## Bartlett's Test for Equality of Variances with Python

Bartlett's test, developed by Maurice Stevenson Bartlett, is a statistical procedure for testing if $k$ population samples have equal variances. Equality of variances in population samples is assumed in commonly used comparison of means tests, such as Student's t-test and analysis of variance. Therefore, a procedure such as Bartlett's test can be conducted to accept or reject the assumption of equal variances across group samples.

Levene's test is an alternative to Barlett's test and is less sensitive to non-normal samples. Thus, Levene's test is generally preferred in most cases, particularly when the underlying distribution of the samples is known. Equality of variances is also known as homoscedasticity or homogeneity of variances.

Bartlett's test statistic, denoted $\chi^2$ (also sometimes denoted as $T$), is approximately chi-square distributed with $k - 1$ degrees of freedom, where $k$ is the number of sample groups.

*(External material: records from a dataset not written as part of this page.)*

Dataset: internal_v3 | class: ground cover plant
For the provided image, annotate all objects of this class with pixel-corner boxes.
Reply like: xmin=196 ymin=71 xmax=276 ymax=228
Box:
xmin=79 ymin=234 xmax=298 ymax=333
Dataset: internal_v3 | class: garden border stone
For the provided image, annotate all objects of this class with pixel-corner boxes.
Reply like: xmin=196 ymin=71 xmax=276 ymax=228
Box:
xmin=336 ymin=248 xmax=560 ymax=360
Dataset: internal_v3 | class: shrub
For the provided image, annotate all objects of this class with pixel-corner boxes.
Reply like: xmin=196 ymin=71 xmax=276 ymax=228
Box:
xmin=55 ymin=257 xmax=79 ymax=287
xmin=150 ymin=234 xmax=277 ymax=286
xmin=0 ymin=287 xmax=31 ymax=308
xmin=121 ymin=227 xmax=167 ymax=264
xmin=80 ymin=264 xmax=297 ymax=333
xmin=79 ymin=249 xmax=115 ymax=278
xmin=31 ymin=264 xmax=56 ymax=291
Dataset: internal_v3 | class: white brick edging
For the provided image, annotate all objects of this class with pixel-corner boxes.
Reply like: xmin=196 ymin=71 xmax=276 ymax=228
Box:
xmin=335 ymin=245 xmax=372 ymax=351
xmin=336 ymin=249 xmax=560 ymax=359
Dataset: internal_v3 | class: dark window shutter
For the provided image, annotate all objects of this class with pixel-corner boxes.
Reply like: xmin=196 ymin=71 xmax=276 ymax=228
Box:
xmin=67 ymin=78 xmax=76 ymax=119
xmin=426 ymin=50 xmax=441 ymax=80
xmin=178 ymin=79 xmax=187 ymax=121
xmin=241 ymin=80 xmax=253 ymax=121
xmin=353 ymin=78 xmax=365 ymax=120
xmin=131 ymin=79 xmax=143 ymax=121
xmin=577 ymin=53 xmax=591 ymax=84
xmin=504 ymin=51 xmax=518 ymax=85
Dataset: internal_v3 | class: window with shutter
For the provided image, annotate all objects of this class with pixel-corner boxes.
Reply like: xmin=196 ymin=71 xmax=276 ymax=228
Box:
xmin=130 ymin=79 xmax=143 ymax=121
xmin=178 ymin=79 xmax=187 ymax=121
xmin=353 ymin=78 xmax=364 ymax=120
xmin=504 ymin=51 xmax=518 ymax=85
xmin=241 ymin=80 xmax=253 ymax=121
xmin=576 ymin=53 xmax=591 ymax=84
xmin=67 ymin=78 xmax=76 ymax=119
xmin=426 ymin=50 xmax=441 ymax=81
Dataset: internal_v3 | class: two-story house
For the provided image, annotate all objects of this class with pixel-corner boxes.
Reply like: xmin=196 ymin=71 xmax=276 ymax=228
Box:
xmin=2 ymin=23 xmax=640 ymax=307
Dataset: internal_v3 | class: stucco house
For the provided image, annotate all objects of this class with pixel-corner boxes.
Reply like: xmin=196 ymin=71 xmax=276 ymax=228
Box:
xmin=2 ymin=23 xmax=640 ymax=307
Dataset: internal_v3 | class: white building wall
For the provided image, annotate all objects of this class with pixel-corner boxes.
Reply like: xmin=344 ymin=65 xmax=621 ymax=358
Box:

The chi-square approximation does not hold sufficiently when the sample size of a group is $n_i > 5$. The test statistic is defined as:

$$\chi^2 = \frac{(n - k) \ln(S^2_p) - \sum^k_{i=1} (n_i - 1) \ln(S^2_i)}{1 + \frac{1}{3(k - 1)} \left(\sum^k_{i=1} (\frac{1}{n_i - 1}) - \frac{1}{n - k} \right)}$$

where,

• $n$ is the total number of samples across all groups
• $k$ is the number of groups
• $S^2_i$ are the sample variances.

$S^2_p$, the pooled estimate of the samples' variance, is defined as:

$$S^2_p = \frac{1}{n - k} \sum_i (n_i - 1) S^2_i$$

### Bartlett's Test in Python¶

In [1]:
import numpy as np
import pandas as pd
from scipy.stats import chi2
import numpy_indexed as npi


The PlantGrowth dataset is available in R as part of its standard datasets and can also be downloaded here. After downloading the data, we load it into memory with pandas' read_csv function. Once the data is loaded, we transform the resulting DataFrame into a numpy array with the .to_numpy method. The first three rows of the dataset are then printed to get a sense of what the data contains. We also confirm there are indeed three sample groups in the data using numpy's unique function.

In [2]:
plants = pd.read_csv('../../data/PlantGrowth.csv')
plants = plants.to_numpy()

print(plants[:3])
print(list(np.unique(plants[:,2])))

[[1 4.17 'ctrl']
[2 5.58 'ctrl']
[3 5.18 'ctrl']]
['ctrl', 'trt1', 'trt2']


Implementing the test procedure in Python is comparatively straightforward. First, we require the total number of samples, $n$, and the number of sample groups, $k$. The number of samples can be found by indexing the first value returned from the plants array .shape method, while the number of unique groups is obtained by taking the length of the array returned by the unique function. We also require the total number of samples within each group and the group's variance, which we compute by grouping the plants array by len and numpy's var functions. The numpy-indexed library and its group_by function are convenient for performing this grouping operation on numpy arrays.

In [3]:
n = plants.shape[0]
k = len(np.unique(plants[:,2]))

group_n = np.array([i for _, i in npi.group_by(plants[:, 2], plants[:, 1], len)])
group_variance = np.array([i for _, i in npi.group_by(plants[:, 2], plants[:, 1], np.var)])


The sample pooled variance, $S^2_p$, is then computed.

In [4]:
pool_var = 1 / (n - k) * np.sum((group_n - 1) * group_variance)


As the Bartlett test statistic equation is rather hefty, we split the computation into two variables, the numerator and denominator of the test statistic, to help keep the code easier to read. The numerator and denominator are then divided, which returns the computed test statistic.

In [5]:
x2_num = (n - k) * np.log(pool_var) - np.sum((group_n - 1) * np.log(group_variance))
x2_den = 1 + 1 / (3 * (k - 1)) * (np.sum(1 / (group_n - 1)) - 1 / (n - k))

x2 = x2_num / x2_den
x2

Out[5]:
2.8785737872360935

The Bartlett test statistic, $\chi^2$, is approximately $2.279$. To find the associated p-value of the test statistic, we using the .cdf method from scipy.stats's chi2 variable with $k - 1$ degrees of freedom.

In [6]:
p = 1 - chi2.cdf(x2, k - 1)
p

Out[6]:
0.23709677363455817

The reported p-value is over $0.05$. Therefore we accept the null hypothesis that the group variances are equal.